Melody was his salvation, because for the first time in his life, he was going to do the right thing.
11
Melody was acting like a coward. It was bad enough that she'd fled the house earlier, leaving Dylan alone with the father he hadn't seen in over two decades. It had taken her all of ten minutes to drive the short distance to the small grocery store and purchase eggs, bread, milk, and a pound of bacon, but she had stalled, driving slowly around the small town to delay her return.
She was still stalling, hiding in the car now as it idled in the driveway. She was gripped by an icy fear she couldn't explain. One thing was abundantly clear: coming here had been a horrible mistake.
Blue wasn't sorry. Or he wasn't sorry enough. He was lost. When she looked into his eyes, Melody didn't see the sort of complicated angst she often glimpsed in Dylan's. Dylan had his faults, but his heart was bigger than he knew. He'd given it fully to his sister, to little Emma, to his brothers in the band. He had the propensity for selfish behavior, but he was not inherently selfish. Blue, on the other hand, was. Melody had known it within thirty seconds of meeting the man.
She didn't want to go back inside. She dreaded what she would find there.
Stop dicking around, Hopkins. Time to face the music before the milk spoils.
Her inner voice had always sounded a lot like her dad. That was the relationship she wanted for Dylan-that had been the closure she'd wanted him to find. She knew now that it had been a naïve hope, and that no closure would come from Blue. Melody pulled out her phone and texted her own father.
I love you so much, dad. Please be nicer to Dylan. He needs it. Never tell him I said so.

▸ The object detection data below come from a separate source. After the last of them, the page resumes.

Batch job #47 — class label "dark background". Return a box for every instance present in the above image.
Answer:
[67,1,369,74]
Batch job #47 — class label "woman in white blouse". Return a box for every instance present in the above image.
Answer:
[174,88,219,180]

She shut her phone off as soon as she had sent it, because that was the kind of text message that would make Craig Hopkins call immediately to check up on his little girl. The last time they'd spoken had been after Emma's death. He had been shaken by the news, sending condolences along, and explaining to Melody that the only reason he had yelled at her about her involvement with Dylan was because she would always be nine years old to her father.
Melody had understood the sentiment, a little. It was a love thing, but it was mostly a parental-love thing. Perhaps she would understand better if she ever had children of her own.
Finally, knowing that there was no more use delaying-they were sure to have noticed she had returned by now-Melody gathered the groceries and got out of the car. She was halfway up the drive when the door of the house opened and Dylan walked out slowly. The expression on his face was unreadable.